North Carolina’s Seth and Scott Avett have been at or very near the top rung of Americana music for two decades. They are genre-defying multi-instrumentalists who raised the bar for acoustic music with chill-inducing harmony vocals, country-flavored rock ‘n’ roll and every variation of the above, known and unknown. Great singers, great songwriters.

By the siblings’ side since the earliest days has been Bob Crawford, from New Jersey, who plays upright and electric bass, and violin, and sings. Then there’s cellist Joe Kwon, born in South Korea and brought up not far from the brothers Avett in the Carolinas.

This band, collectively known as the Avett Brothers, co-headlines Sunday at the Innings Festival on the Raymond James Stadium grounds in Tampa.

There are other musicians in the touring ensemble, but these four – Scott, Seth, Bob and Joe – are the core. They are the Avett Brothers.

We raised Bob Crawford on the phone this week to talk about the music, and the band – along with his passion for history, and his now 13-year-old daughter, who was diagnosed with brain cancer in 2011.

 

St. Pete Catalyst: I have to start by asking you – how’s Hallie?

Bob Crawford: Thank you for asking! I’m actually on my way to pick her up from school. She is doing well. Her cancer came back in September of 2020; she had a seven-year remission. We were all kind of shocked by that, that it came back, but it was 2020 and that’s what 2020 was all about, seems like. She had a tough year, recovering from surgery … she didn’t eat for a long time. Anyway, she’s doing much better now. We were at St. Jude a couple weeks ago, and she had a good checkup. Every three months we go back.

 

Tell me about your history podcast, The Road to Now, and your fascination with history.

We’ve been doing it since 2016, and we’re on Sirius XM now, on the weekends. And I have a podcast series coming out April 13 with IHeart and Curiosity Stream. It’s a series about John Quincy Adams.

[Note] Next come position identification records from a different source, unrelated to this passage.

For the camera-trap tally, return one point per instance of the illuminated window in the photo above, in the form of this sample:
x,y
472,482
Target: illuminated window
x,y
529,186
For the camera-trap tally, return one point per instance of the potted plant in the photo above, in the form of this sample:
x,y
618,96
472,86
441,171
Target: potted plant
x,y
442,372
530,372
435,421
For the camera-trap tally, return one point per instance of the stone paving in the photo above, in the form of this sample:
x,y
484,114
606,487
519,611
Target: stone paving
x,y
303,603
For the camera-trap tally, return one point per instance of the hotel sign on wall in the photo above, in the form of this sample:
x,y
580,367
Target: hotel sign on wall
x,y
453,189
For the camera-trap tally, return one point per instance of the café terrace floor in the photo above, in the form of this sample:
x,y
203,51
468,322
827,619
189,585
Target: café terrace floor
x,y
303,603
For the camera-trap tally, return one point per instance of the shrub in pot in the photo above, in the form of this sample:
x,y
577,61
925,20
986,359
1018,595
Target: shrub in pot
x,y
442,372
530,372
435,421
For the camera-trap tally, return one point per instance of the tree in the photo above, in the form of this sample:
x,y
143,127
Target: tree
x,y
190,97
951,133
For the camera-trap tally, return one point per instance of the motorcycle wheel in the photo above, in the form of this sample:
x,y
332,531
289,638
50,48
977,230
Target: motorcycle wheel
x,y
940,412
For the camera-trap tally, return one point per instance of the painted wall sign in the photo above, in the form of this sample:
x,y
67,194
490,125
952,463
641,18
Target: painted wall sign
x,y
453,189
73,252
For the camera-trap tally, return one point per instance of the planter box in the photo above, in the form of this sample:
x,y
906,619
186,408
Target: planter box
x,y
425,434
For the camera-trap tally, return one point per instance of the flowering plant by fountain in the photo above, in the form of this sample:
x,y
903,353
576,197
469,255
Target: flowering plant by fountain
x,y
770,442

Where did the history thing come from? I’ve always had it inside of me, from a very early age. My mother would take me to these local historic sites. And I had a history teacher in seventh grade who would say “Does anyone besides Bob know the answer to —?”

That wasn’t who I was academically. I was a solid C student. But I was very focused on history. When we started the band, I was really getting into it, reading a lot of history books on the road.

 

Does being in this band open doors? By saying “I’m in the Avett Brothers,” do you get better tables at restaurants?

The Avett Brothers, we’re the kind of operation that … I feel like we’re still under the radar? Twenty-one years we’re under the radar! People that know me, know me, right? I’m Bob. But that’s the exception, that’s not the norm. And I’m the bass player, and I look like Average Guy. I’m not as distinctive as Joe Kwon. Scott and Seth are more high-profile. But it’s just enough for me. It allows me to do the history stuff.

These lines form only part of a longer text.